The same with a result object wouldn’t force the caller to handle the in principle uninteresting result:

class MutableThing(value: Int) {
  value: Int = value
    private set

  fun operate(x: Int) : Result<Unit> {
    if (x <= 0) {
      return Result.failure(IllegalArgumentException())
    } 
    value = value + x
    return Result.success(Unit)
  }
}

Since the caller doesn’t need the result, he can easily ignore it:

val thing = MutableThing(1)
thing.operate(-1) // result ignored, error swallowed!

The solution would be to have an immutable class, because then only the result of an operation on such an object would be useful, since the original object would stay the same:

class ImmutableThing(val value: Int) {
  fun operate(x: Int): Result<ImmutableThing> {
    if (x <= 0) {
      return Result.failure(IllegalArgumentException())
    } 
    val updatedCopy = Result(value + x)
    return Result.success(updatedCopy)
}

Now the caller is forced to to something with the result.

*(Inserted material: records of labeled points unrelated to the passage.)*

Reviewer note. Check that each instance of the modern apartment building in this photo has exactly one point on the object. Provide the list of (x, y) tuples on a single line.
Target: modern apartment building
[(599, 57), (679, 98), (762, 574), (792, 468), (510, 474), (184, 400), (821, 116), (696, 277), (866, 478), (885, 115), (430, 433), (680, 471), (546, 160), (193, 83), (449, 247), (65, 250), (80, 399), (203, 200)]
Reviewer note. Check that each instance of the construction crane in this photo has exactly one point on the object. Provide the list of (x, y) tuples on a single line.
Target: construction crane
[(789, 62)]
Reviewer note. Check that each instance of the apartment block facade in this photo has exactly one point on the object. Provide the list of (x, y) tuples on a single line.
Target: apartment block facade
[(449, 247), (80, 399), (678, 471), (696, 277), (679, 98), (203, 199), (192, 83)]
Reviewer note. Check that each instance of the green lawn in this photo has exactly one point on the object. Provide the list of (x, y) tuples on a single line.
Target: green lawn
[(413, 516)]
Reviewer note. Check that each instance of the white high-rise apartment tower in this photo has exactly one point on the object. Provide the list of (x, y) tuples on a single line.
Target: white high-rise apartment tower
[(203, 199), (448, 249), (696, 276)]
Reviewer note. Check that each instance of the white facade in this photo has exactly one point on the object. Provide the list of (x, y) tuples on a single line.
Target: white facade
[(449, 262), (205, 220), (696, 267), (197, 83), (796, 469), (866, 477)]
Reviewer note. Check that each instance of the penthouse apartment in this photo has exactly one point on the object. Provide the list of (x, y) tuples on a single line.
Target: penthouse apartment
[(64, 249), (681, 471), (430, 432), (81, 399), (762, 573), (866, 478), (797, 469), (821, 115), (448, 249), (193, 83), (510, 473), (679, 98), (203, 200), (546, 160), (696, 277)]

val thing = MutableThing(1)
thing.operate(-1)
  .onSuccess { ... }
  .onFailure { ... }

That’s why I’m questioning whether one should decide for a pure functional approach with result objects and immutable objects or for a pure imperative approach with mutable objects and exceptions.

I’ve recently changed my style to use immutability with Result instead of throwing exceptions. Throwing exceptions was certainly “easier” because it required less code and less thinking, but I feel the advantages of maintenance and clarity will outweigh the costs.